Organizational Development, People & Culture

Training and coaching with methods of improvisation theater

What it is about

Improvisation and intuition skills are two important skills for personal communication. Improvisation is closely related to the concept of intuition and can be derived from it. As a form of intuitive action, improvisation is subject to similar laws as intuition. I would like to derive this in the following, in order to outline possibilities of practical application afterwards.

Practically, we - placebo - organize and design seminars, trainings and events for companies. In doing so, the topic "improvisation" is often in the center of attention. Our origin is improvisational theater, and we support professional everyday communication.

Why it makes sense to allow your intuition to take over

Intuition rules the world

Software is considered to be particularly successful when it is intuitively accessible to the user. People make decisions for each other based on their gut instinct, found families, live in partnerships, and shape societies. And even voting for a particular party is often intuitive. Successful captains of industry would do well to literally "listen to their gut" at times. After all, what alternatives do they have? The more complex challenges are, the less suitable are conventional problem-solving strategies such as trial and error, segmentation or rational penetration. In a 2011 television interview, physics Nobel Prize winner Prof. Bernd Binnig commented: "It's a matter of following intuition. Because intuition is based on our entire thinking apparatus, not just the little bit of logic. This huge, complex apparatus can deal with complexity because it is itself so incredibly complex. And it can then be a guidepost for us."

Stop thinking when you're practiced

People unconsciously learn patterns and make spontaneous judgments in a wide variety of situations. These quickly surface in consciousness, their deeper reasons not fully conscious, but strong enough to act upon. In other words: people act intuitively. Especially when they have built up knowledge and competence in an area over a longer period of time, they can increasingly pay attention to their intuition when making decisions.

How can intuition be trained? How can we professionalize our intuition? Why should we do this? Subjective conviction often falls short: the trust people have in their intuitions is not a reliable measure of the correctness of the subsequent decision.
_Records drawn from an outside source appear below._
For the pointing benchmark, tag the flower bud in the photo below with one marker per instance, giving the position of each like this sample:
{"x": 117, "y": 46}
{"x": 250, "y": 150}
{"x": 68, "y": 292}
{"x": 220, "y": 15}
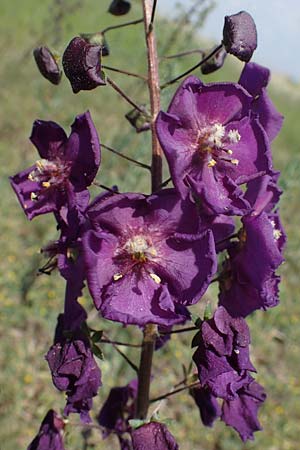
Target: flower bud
{"x": 240, "y": 35}
{"x": 119, "y": 7}
{"x": 139, "y": 121}
{"x": 47, "y": 64}
{"x": 214, "y": 63}
{"x": 82, "y": 66}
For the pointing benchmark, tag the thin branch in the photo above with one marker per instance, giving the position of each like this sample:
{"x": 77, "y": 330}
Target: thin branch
{"x": 125, "y": 72}
{"x": 125, "y": 344}
{"x": 125, "y": 96}
{"x": 126, "y": 24}
{"x": 152, "y": 16}
{"x": 215, "y": 50}
{"x": 179, "y": 55}
{"x": 168, "y": 394}
{"x": 138, "y": 163}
Correct intuitions of experts are usually due to the fact that they take in cue stimuli with a high degree of prognostic correctness, even if the expert's analytical thinking does not yet have any terms for it.

Training the 7th sense

An interesting method to face the personal handling of unplannability, especially in communication, is that of improvisational theater. There, the players act intuitively throughout. In the stage form, a facilitator first asks the audience, "Where is the next scene set?" "What are the two actors about to fight about?" Immediately, audience members shout their suggestions on stage, one is accepted, and immediately the stage action begins.

For an interplay of actors to work, the actors need a shared understanding of intuition and improvisation. Only then can touching stories and theater worth seeing be created. In improvisational theater there are rules and principles for this.
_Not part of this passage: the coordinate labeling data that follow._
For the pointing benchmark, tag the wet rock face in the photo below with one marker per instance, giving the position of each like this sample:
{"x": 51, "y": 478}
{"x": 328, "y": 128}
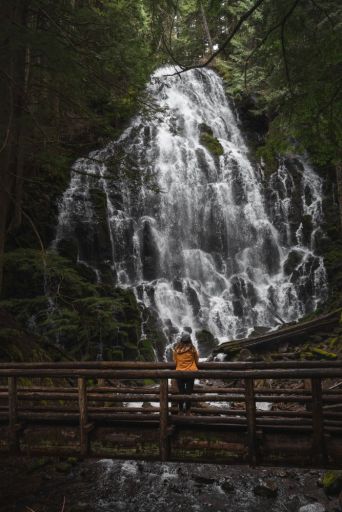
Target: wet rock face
{"x": 149, "y": 254}
{"x": 206, "y": 342}
{"x": 107, "y": 486}
{"x": 190, "y": 222}
{"x": 267, "y": 488}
1. Say "yes" to your fellow actor's ideas.

2. Be courageous.

3. Make the other person great.

4. Do the obvious.

5. Be honest.

What do these rules have to do with communication in business contexts?



Companies recognize the importance of improvisational skills in business. A plan (even a business plan) is never reality. In planning, you don't design anything, you think about what you could design. In reality, personal actions are ultimately exposed  to coincidences and unplannability to a very high degree, regardless of how detailed the preparation for the respective challenges is.

In 2009, the director of BASF Coatings said to me in an interview, "An organization that is able to improvise certainly has a competitive advantage."

Last year, a client approached us with the following question: "We are planning a trade show appearance for September. We are thinking of organizing communication training for our employees in order to optimize our approach to trade fair visitors. Is something like this conceivable?"

What's interesting here is that you can apply and utilize the work around the concept of improvisation directly in everyday work. Working with sales staff on approaching people in a relaxed manner, making small talk light-footed and at the same time purposeful, or approaching people in a fundamentally curious manner can be the focus here.



Dealing with emotion, intuition and irrationality, i.e. topics beyond pure logic, beyond the plan or purely cognitively based methodologies, stands for the second side of one and the same coin. The second side has been successively pushed into the background in the historical development of economic realities and is underrepresented in the scientific consideration of economics. In concrete work with people, however, it becomes clear how important it is to work on and develop precisely these fields as well. Intuition and improvisation are promising "door openers" here.